IE 11 is not supported. For an optimal experience visit our site on another browser.

Brownback won’t support Dems’ Iraq resolution

Kansas Sen. Sam Brownback said Thursday he would not support a resolution drafted by Democrats opposing President Bush's Iraq plan, but he could back a rival proposal that contains less partisan language.
/ Source: The Associated Press

Kansas Sen. Sam Brownback said Thursday he would not support a resolution drafted by Democrats opposing President Bush's Iraq plan, but he could back a rival proposal that contains less partisan language.

Brownback, among the first Republican lawmakers to publicly break with the president over a troop increase in Iraq, said the resolution approved this week by the Senate Foreign Relations Committee is too divisive.

"I think what we ought to be discussing now as these resolutions move forward is what we should support, not what we're opposed to, and what we can pull together on, not what we're divided on," Brownback said during a conference call with reporters.

The Senate panel on Wednesday passed a resolution that rejects Bush's plans to send 21,500 more troops to Iraq as "not in the national interest." The vote on the nonbinding measure was largely along party lines, though Sen. Chuck Hagel, R-Neb., joined Democrats in offering his support.

'We have to be united here to win over there'
Brownback, who is running for the 2008 GOP presidential nomination, said he prefers a milder resolution drafted by Sen. John Warner, R-Va., that leaves open the possibility of Bush sending in a much smaller number of troops.

"I believe we've got to get to a political solution. We cannot impose a military solution," Brownback said. "I also believe we have to be united here to win over there. You can't have a war with one party supporting it and one party opposing it."

Several GOP Senators, including Susan Collins, R-Maine, Norm Coleman, R-Minn., and Ben Nelson, D-Neb., have backed Warner's resolution and other Republicans, like Brownback, say they might be willing to sign on as well.

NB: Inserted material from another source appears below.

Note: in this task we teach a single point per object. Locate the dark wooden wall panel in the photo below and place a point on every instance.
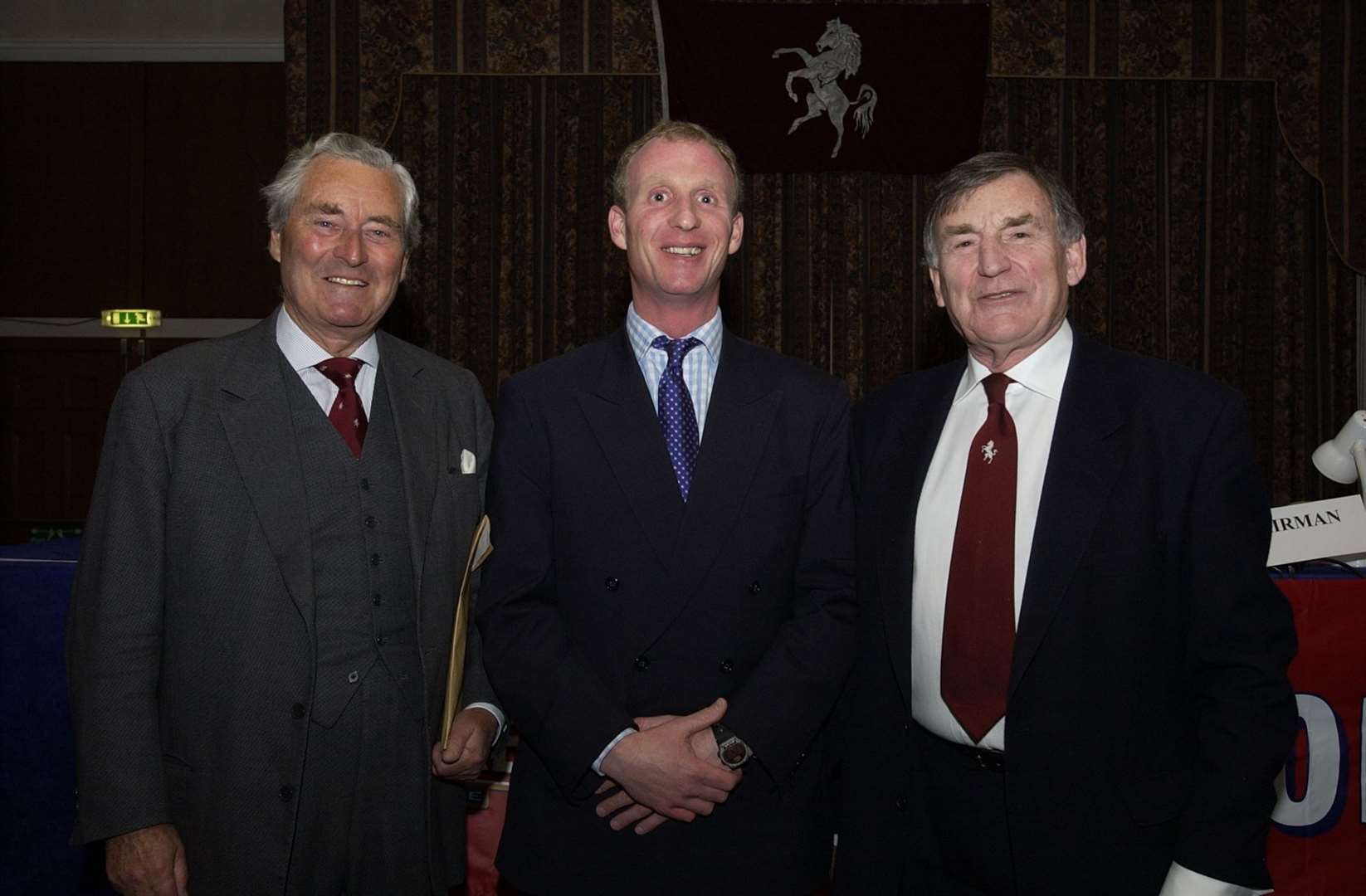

Despite his opposition to the resolution, Brownback he remains against the idea of sending more troops to Iraq.

"The Iraqis need to do the patrolling in Iraq and we should be fighting terrorists and not becoming targets for terrorists," Brownback said. "I think sending more troops delays some of those requirements that we need to have."

Asked if he would vote against funding an increase in troops, Brownback said, "I'm not at that point."

He has called on the Bush administration to step up diplomatic efforts to quell the violence in Iraq. Ultimately, Brownback said he expects to see a "three-state, one country solution" for Iraq, where the nation is divided into Sunni, Shiite and Kurdish regions, with Baghdad as a federal city.